Derrière les chiffres, c’est une crise humaine qui se joue. Des milliers d’agents de la FAA travaillent toujours sans salaire. Beaucoup se retrouvent contraints de chercher des emplois temporaires pour subvenir à leurs besoins. Sean Duffy a relayé leur détresse lors d’une audition au Congrès :

« De nombreux contrôleurs ont dit : “Beaucoup d’entre nous peuvent supporter de manquer un salaire. Aucun d’entre nous ne peut en supporter deux. »

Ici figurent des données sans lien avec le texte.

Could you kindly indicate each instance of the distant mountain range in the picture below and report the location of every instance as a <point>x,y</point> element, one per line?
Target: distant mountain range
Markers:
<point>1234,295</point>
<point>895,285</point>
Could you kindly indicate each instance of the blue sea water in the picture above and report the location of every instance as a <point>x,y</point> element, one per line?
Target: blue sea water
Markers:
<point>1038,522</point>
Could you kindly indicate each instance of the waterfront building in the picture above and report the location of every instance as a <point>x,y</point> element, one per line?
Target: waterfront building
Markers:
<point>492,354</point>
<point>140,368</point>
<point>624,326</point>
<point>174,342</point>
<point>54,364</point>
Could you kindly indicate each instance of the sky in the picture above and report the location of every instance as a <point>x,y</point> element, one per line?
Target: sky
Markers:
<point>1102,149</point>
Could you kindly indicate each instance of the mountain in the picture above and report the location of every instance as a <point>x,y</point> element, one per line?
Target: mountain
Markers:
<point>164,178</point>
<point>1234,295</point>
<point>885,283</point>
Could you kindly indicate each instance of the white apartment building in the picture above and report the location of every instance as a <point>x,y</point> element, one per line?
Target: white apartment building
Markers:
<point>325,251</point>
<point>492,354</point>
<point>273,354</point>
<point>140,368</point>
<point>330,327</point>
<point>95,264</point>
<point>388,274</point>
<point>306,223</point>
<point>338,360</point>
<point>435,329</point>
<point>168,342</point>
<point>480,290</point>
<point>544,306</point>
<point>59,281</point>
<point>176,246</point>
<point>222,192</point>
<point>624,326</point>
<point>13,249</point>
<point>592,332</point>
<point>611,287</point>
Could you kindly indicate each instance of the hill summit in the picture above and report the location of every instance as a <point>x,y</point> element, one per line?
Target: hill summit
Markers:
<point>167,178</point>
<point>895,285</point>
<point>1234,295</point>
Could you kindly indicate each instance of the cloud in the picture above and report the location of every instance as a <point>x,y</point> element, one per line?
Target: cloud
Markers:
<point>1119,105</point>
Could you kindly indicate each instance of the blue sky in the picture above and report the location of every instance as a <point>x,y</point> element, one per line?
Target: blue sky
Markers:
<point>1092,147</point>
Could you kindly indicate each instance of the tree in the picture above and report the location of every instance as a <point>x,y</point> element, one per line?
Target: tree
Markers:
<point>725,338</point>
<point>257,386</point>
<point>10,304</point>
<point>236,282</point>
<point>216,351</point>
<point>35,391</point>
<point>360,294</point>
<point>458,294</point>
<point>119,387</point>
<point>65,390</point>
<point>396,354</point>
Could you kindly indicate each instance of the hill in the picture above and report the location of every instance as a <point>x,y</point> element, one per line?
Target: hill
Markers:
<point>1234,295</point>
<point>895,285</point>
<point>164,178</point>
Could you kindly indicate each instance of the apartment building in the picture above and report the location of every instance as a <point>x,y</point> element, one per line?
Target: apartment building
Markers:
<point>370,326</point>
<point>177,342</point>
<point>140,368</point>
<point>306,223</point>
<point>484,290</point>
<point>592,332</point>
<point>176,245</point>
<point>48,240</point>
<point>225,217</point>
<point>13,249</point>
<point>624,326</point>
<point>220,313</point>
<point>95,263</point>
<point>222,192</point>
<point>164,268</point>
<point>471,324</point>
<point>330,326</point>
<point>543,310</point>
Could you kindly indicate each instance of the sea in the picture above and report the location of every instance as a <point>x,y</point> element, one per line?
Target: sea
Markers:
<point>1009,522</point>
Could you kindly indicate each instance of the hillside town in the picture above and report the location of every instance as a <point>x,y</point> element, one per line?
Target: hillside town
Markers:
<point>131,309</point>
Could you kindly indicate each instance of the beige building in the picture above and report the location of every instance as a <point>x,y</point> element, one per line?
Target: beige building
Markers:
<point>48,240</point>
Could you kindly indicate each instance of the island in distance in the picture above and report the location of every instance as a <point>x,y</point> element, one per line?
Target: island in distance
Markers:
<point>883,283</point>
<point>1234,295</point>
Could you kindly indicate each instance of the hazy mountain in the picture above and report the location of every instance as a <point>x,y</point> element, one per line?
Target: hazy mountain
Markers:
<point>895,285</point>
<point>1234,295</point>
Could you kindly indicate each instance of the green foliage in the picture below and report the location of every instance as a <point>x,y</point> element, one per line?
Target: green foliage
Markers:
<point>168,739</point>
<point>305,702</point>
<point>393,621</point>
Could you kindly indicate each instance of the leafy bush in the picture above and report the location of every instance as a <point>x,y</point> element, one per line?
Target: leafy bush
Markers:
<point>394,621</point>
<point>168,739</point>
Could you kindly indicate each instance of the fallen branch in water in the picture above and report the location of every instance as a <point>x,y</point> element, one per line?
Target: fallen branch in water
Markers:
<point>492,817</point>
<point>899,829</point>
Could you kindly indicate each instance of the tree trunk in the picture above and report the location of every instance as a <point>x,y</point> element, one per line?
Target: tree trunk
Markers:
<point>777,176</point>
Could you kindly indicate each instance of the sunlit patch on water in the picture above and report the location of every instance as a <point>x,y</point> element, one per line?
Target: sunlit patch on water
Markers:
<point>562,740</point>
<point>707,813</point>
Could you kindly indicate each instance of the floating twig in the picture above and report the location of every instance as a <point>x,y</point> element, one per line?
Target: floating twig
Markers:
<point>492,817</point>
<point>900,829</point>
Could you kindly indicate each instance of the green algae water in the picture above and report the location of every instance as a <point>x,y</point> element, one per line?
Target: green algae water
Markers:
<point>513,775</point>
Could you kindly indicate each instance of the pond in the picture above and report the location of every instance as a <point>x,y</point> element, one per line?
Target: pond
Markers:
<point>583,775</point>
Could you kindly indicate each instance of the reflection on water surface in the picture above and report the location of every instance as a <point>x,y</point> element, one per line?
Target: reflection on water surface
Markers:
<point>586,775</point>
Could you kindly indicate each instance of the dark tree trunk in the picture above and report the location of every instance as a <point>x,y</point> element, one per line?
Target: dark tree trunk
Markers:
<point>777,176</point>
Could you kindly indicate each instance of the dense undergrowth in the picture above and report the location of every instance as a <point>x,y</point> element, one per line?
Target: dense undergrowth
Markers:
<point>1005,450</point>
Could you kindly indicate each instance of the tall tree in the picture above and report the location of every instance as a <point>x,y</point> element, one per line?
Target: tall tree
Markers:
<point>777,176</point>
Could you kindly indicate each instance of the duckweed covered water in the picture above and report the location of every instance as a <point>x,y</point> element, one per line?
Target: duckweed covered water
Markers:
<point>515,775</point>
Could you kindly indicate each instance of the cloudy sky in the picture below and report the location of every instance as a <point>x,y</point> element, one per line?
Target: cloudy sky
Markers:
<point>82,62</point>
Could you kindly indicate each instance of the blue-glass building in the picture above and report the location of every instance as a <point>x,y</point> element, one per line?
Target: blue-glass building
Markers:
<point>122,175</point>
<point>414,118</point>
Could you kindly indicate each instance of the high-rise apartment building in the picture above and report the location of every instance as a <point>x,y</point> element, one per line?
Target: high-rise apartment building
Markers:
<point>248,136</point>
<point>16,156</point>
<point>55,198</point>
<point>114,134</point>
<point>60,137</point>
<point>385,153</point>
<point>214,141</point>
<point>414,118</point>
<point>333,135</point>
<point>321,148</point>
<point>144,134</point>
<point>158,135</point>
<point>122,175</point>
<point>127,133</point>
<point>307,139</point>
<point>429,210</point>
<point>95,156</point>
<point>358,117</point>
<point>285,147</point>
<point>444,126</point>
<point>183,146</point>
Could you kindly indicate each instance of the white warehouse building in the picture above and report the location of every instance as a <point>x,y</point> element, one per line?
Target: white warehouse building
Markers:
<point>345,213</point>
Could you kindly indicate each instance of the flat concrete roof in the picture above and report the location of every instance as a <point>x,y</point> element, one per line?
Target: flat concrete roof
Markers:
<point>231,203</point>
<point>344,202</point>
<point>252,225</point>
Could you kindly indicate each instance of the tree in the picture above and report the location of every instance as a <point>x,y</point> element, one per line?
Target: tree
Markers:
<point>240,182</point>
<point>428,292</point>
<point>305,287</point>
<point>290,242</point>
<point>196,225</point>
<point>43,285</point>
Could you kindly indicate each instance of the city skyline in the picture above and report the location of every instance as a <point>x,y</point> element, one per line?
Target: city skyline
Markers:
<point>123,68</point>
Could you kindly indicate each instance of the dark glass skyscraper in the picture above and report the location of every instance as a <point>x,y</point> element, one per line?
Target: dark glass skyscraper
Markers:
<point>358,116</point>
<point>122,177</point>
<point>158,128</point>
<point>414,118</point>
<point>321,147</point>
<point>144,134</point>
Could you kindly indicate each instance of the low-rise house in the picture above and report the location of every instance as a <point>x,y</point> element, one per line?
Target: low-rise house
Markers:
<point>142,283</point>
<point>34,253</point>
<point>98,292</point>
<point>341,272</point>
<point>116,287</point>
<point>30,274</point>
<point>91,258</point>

La pénurie de personnel affecte directement la sécurité du trafic aérien. Les contrôleurs restants effectuent des journées prolongées, souvent au-delà des limites prévues par la réglementation. Reuters rapporte que certaines tours de contrôle, notamment à Chicago O’Hare et Dallas Fort Worth, fonctionnent avec près d’un tiers d’effectifs en moins. Cette surcharge accroît le risque d’erreur humaine et pousse la FAA à envisager des mesures d’urgence.

Le shutdown agit donc comme un révélateur des failles structurelles du système aérien américain : sous-financement chronique, dépendance aux effectifs publics et vulnérabilité face aux blocages politiques. À l’approche de Thanksgiving, la perspective d’un chaos massif n’est plus seulement une hypothèse : elle devient un scénario plausible si le gouvernement reste à l’arrêt.